Später plauderte sie dem ganz Gepackten von des Amerikaners königlicher Sicherheit, vor der kein Schwanken möglich gewesen sei, sah, wie gut er sie begriff. Nun saß er aufrecht im Bett, sah zu ihren Worten ein Weilchen den Hut an, der auf des Toilettentischs Lichthaltern thronte, sprang, als sie von schlichter Gerste und Band geschwärmt hatte, aus den Kissen, trat im Hemd zum Tisch, sagte: »Vielleicht!« Und setzte hinzu: »Bestimmt. Ganz große Klasse!«

Brachte das garnierte Stroh ans Bett, stülpte es ihr auf den Kopf, und während sie blondes Haar am Hinterhaupt zurechtstrich, küßte er sie tief in die Stirn und flüsterte begeistert: »Er ist himmlisch!« Anderen Morgens sprach sie beim Frühstück von William Houston wie vom vertrautesten Freund, entzückte den Gatten durch seelische Intimität mit dem Milliardär. Wie einen Mannequin mußte sie ihn von allen Seiten zeigen, jeder Kragenknopf, jede Bügelfalte an ihm war wichtig. Dann nachahmen, wie er ging, sprach, sich trug.

Seines Weibes vollkommene Freiheit vor dem Krösus bewunderte Alfons, verstand, welches Kompliment in der Liebe einer Frau zu ihm lag, die auf einen Großen der Welt gewirkt hatte. Sofort sah er ihre unvergleichliche Rolle allen Frauen der Stadt gegenüber ein, die mit William Houston Vanderbilts bloßer Erwähnung an die Wand gedrückt sein mußten.

Nun hatte die Reise doch den gewünschten Zweck erfüllt. Über den todschicken Hut hinaus brachte Eugenie Ruf und Bedeutung mit, die sie für ihres gemeinsamen Lebens Rest in bester Gesellschaft »setteln« mußten.

Gleich begann er die Kunde von dem mächtigen Bekannten in die Welt zu filtern, sah mit Genugtuung, wie sachlich jedermann entsprach.

Brüsk ließ er einigen Umgang, der mit Vanderbilt nicht mehr zusammenstimmte, fallen. Vor allem litt zu Bencken das Verhältnis.
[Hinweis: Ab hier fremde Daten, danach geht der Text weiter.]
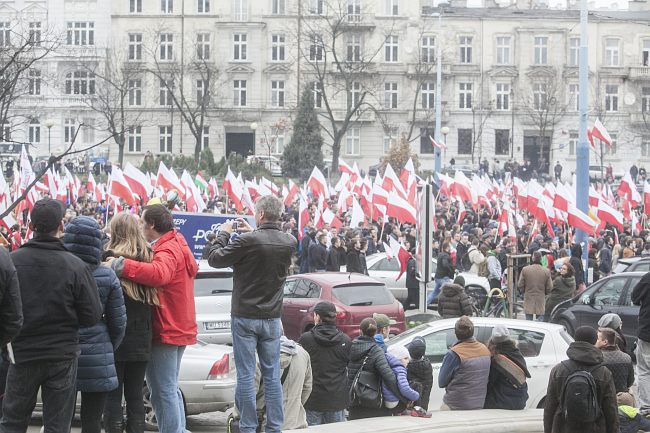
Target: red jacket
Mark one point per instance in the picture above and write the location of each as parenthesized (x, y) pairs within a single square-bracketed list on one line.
[(172, 272)]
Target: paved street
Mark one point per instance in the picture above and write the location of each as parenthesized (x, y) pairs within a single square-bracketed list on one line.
[(214, 422)]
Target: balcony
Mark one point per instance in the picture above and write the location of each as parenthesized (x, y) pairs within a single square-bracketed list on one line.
[(639, 73)]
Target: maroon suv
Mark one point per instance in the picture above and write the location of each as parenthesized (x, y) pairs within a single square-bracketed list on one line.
[(356, 297)]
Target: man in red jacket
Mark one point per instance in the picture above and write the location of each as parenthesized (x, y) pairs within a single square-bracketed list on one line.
[(172, 271)]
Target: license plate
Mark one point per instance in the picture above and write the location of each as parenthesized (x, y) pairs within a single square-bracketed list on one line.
[(221, 324)]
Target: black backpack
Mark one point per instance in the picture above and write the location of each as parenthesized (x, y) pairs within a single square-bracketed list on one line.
[(579, 401)]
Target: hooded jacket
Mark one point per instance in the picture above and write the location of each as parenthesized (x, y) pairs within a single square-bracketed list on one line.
[(584, 355), (329, 351), (454, 302), (96, 371), (501, 393)]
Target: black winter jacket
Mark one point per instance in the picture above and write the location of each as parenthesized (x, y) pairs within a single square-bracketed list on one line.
[(260, 261), (584, 355), (11, 310), (59, 295), (96, 371), (420, 371), (641, 296), (454, 302), (329, 351)]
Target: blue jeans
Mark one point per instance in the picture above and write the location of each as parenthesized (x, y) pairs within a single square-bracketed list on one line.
[(438, 283), (248, 337), (330, 417), (162, 379), (57, 381)]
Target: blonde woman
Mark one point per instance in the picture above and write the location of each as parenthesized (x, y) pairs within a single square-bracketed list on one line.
[(132, 356)]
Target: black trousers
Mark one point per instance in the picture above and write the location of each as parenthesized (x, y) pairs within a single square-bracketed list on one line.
[(130, 375)]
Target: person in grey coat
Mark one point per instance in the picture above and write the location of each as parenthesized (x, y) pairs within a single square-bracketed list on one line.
[(96, 374)]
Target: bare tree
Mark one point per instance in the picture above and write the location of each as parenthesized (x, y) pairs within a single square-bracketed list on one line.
[(194, 101), (340, 61)]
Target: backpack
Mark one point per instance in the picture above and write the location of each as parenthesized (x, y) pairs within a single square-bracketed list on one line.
[(579, 399)]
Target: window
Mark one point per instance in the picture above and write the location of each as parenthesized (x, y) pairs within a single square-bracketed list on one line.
[(426, 147), (167, 6), (80, 33), (465, 141), (539, 96), (390, 96), (205, 138), (240, 44), (240, 10), (5, 34), (165, 135), (135, 6), (239, 98), (574, 95), (165, 92), (35, 32), (134, 139), (390, 138), (34, 82), (541, 50), (574, 51), (465, 96), (353, 141), (34, 132), (135, 46), (466, 49), (166, 46), (611, 97), (573, 143), (278, 7), (80, 83), (316, 49), (353, 43), (503, 96), (202, 93), (428, 95), (69, 130), (502, 141), (645, 100), (278, 48), (277, 93), (612, 53), (203, 46), (135, 92), (354, 10), (503, 50), (354, 95), (317, 92), (391, 49), (392, 7), (203, 6), (428, 49)]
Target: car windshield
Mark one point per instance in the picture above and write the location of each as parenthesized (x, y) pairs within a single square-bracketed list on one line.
[(363, 294), (213, 284)]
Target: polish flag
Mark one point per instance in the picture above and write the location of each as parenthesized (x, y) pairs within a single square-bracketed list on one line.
[(119, 187), (317, 183), (138, 181), (400, 209)]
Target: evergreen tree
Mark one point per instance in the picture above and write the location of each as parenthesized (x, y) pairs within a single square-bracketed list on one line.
[(305, 149)]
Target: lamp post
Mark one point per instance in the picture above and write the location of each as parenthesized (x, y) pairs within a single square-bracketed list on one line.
[(49, 123)]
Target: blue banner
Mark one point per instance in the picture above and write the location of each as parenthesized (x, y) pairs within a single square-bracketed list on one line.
[(196, 226)]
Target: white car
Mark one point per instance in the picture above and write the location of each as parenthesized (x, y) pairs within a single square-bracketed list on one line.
[(212, 298), (543, 345), (386, 270)]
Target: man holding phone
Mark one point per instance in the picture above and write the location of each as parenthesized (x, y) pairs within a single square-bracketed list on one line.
[(260, 260)]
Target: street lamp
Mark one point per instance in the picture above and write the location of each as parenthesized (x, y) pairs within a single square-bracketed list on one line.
[(49, 123)]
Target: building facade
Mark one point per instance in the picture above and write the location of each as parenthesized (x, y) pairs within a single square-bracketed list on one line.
[(228, 74)]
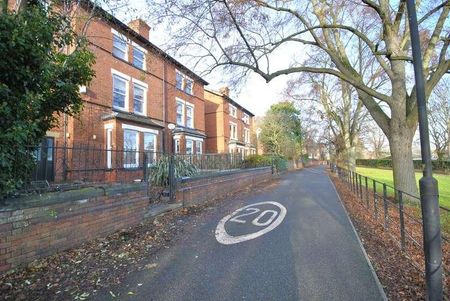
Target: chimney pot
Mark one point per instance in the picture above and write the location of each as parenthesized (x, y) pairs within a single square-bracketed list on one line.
[(225, 91)]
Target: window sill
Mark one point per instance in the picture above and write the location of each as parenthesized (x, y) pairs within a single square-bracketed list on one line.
[(120, 109), (119, 58)]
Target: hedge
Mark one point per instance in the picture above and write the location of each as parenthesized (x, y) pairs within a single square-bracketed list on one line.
[(387, 163)]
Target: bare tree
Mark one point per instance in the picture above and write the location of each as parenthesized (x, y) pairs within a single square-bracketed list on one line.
[(249, 35), (337, 102), (375, 140)]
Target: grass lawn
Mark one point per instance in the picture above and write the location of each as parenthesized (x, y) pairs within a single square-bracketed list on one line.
[(385, 176)]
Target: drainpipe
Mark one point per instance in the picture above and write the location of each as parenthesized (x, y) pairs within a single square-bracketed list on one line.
[(164, 133)]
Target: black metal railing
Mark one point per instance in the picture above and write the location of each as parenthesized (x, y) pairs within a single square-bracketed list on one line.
[(399, 213), (64, 167)]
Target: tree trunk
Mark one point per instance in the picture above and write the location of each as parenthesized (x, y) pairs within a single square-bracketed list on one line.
[(402, 162)]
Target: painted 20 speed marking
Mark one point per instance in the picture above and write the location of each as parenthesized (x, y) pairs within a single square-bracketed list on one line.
[(268, 220)]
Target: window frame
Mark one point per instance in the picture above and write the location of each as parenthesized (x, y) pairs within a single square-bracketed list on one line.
[(246, 135), (144, 87), (183, 104), (233, 124), (190, 106), (184, 78), (246, 118), (144, 53), (122, 37), (232, 109), (177, 145), (126, 79), (191, 142), (136, 164), (198, 148), (155, 141)]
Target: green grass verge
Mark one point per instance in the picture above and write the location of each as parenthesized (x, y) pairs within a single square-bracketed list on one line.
[(385, 176)]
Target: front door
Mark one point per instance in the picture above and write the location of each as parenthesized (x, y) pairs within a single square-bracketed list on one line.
[(44, 161)]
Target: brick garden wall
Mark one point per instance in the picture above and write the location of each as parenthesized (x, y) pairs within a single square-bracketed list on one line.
[(40, 226), (196, 191)]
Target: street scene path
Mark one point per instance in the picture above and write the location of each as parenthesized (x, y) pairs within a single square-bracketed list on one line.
[(291, 242)]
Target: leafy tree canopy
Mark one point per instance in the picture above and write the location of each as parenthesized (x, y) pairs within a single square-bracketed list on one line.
[(43, 64)]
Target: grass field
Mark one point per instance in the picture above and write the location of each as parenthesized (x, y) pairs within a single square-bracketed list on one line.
[(385, 176)]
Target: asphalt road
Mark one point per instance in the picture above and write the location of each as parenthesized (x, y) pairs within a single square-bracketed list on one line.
[(313, 254)]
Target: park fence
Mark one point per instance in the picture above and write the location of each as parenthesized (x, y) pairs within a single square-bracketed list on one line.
[(400, 215)]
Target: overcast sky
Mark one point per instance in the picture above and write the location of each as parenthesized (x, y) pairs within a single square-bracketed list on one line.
[(256, 95)]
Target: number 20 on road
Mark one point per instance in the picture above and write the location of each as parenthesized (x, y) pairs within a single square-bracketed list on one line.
[(268, 220)]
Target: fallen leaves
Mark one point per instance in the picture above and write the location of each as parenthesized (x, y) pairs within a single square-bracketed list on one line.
[(396, 270)]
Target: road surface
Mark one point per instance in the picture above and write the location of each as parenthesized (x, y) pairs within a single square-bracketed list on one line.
[(311, 254)]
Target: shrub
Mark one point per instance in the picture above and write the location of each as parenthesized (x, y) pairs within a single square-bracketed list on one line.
[(159, 172)]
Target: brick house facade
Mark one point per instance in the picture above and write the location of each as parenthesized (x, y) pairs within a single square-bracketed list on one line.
[(135, 94), (229, 126)]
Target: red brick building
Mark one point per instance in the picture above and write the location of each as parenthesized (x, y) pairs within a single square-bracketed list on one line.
[(137, 91), (229, 126)]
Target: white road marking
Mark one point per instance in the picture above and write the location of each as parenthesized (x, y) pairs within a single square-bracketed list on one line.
[(274, 221)]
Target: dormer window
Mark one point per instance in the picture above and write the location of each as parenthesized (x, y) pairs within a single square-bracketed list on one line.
[(184, 83), (246, 118), (139, 56)]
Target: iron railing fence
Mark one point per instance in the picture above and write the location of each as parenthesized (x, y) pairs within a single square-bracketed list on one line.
[(400, 215), (65, 167)]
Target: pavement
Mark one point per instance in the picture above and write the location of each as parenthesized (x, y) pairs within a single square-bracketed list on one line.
[(312, 253)]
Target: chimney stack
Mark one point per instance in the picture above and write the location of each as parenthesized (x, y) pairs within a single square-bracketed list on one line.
[(141, 27), (225, 91)]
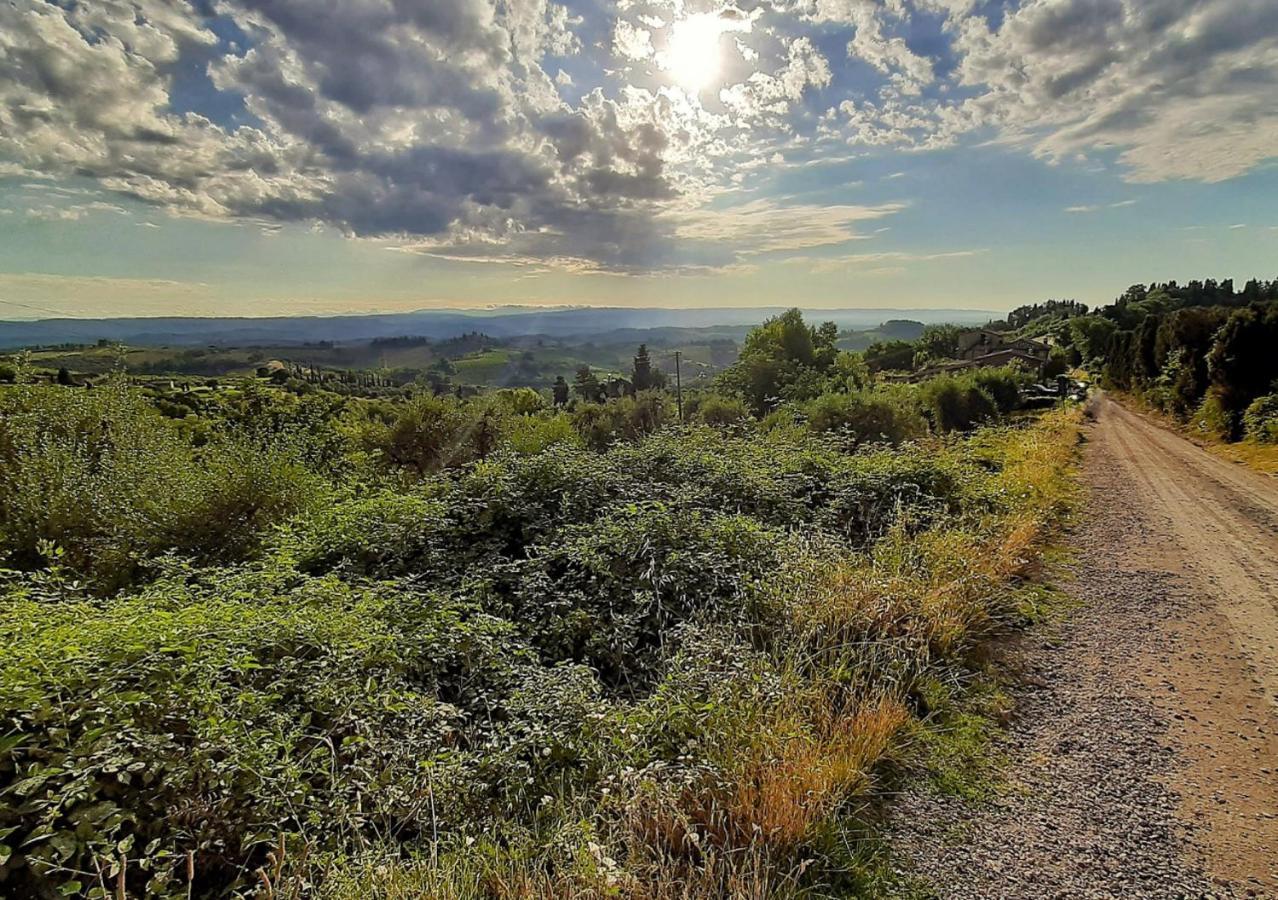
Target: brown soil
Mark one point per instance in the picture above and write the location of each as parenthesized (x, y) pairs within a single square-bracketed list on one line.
[(1144, 757)]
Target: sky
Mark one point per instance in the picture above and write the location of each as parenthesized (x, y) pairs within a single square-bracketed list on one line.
[(322, 156)]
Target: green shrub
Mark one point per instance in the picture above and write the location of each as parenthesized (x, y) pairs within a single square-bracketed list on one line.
[(215, 713), (380, 536), (718, 411), (864, 417), (956, 403), (1002, 385), (534, 434), (611, 592), (109, 480), (430, 432), (1214, 418), (1260, 421), (629, 418)]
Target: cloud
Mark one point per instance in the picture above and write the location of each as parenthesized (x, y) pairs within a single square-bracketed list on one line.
[(1098, 207), (1178, 88), (763, 226), (874, 261), (446, 127)]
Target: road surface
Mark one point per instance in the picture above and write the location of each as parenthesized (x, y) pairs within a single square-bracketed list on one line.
[(1144, 757)]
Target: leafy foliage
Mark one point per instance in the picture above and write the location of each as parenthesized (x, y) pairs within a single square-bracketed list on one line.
[(257, 639)]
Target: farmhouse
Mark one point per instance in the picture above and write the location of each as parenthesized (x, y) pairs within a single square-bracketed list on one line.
[(982, 343)]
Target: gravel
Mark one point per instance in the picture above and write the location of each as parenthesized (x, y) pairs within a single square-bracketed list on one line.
[(1085, 811)]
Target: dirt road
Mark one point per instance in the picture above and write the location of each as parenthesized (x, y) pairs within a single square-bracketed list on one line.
[(1144, 758)]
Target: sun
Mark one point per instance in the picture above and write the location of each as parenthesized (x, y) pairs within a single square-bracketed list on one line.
[(693, 55)]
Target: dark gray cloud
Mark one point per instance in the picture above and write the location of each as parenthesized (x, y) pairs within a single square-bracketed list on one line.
[(446, 125)]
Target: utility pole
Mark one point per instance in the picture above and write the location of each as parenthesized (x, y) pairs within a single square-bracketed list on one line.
[(679, 389)]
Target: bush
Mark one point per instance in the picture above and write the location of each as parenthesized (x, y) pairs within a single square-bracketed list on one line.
[(1214, 418), (718, 411), (1260, 421), (215, 713), (534, 434), (106, 478), (380, 536), (430, 432), (611, 592), (863, 417), (1002, 385), (628, 418), (956, 404)]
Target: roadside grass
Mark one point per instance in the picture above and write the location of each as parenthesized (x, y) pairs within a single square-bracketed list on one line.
[(1262, 458), (741, 748), (881, 678)]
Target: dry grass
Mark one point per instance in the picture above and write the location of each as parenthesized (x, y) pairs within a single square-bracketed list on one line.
[(1262, 458), (858, 633)]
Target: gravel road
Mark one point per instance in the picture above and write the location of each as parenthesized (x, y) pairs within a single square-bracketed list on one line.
[(1143, 761)]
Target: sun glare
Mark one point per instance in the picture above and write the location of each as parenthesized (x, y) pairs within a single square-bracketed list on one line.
[(693, 55)]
Der war in ein Linienregiment versetzt, kam in fortgeschrittenen Umständen nicht mehr in Betracht.

Selig war auf leichte Art die Frau. An einem Seil hielt sie den Mann, durfte ihn mit ihrer Jahre Glut lieben. Wollte er entschlüpfen, tuschte sie einen neuen, vergessenen Zug ihrer Vertrautheit zu »Willy« ins Bild.

Bald kannte Alfons durch sie des Amerikaners gesamte Familie. Den Großpapa Cornelius, den Onkel Frederik und Tante Bess mit ihren Hunden und Katzen. Er wußte jedes Familienmitgliedes fabelhaften Vermögensanteil; alle Verwandtschaft, Goulds und Hills waren ihm persönliche Freunde. Bei Todesfällen in der erlauchten Familie trug er mit Eugenie leichte, kleidsame Trauer.

Die fürchtete nicht, es möchten sich je »nach drüben« die Beziehungen erschöpfen, neuer Feuer Flamme stocken. Denn schon gab es seit geraumer Zeit zwischen ihr und dem Gatten bei jedem zärtlichen Zusammensein das stumme Frage-und-Antwort-Spiel, das sie beide wollüstig verwirrte, den Mann zu dumpfer Raserei brachte – bis er mit jedesmal größerem Respekt vor höheren Mächten in sein Weib verging.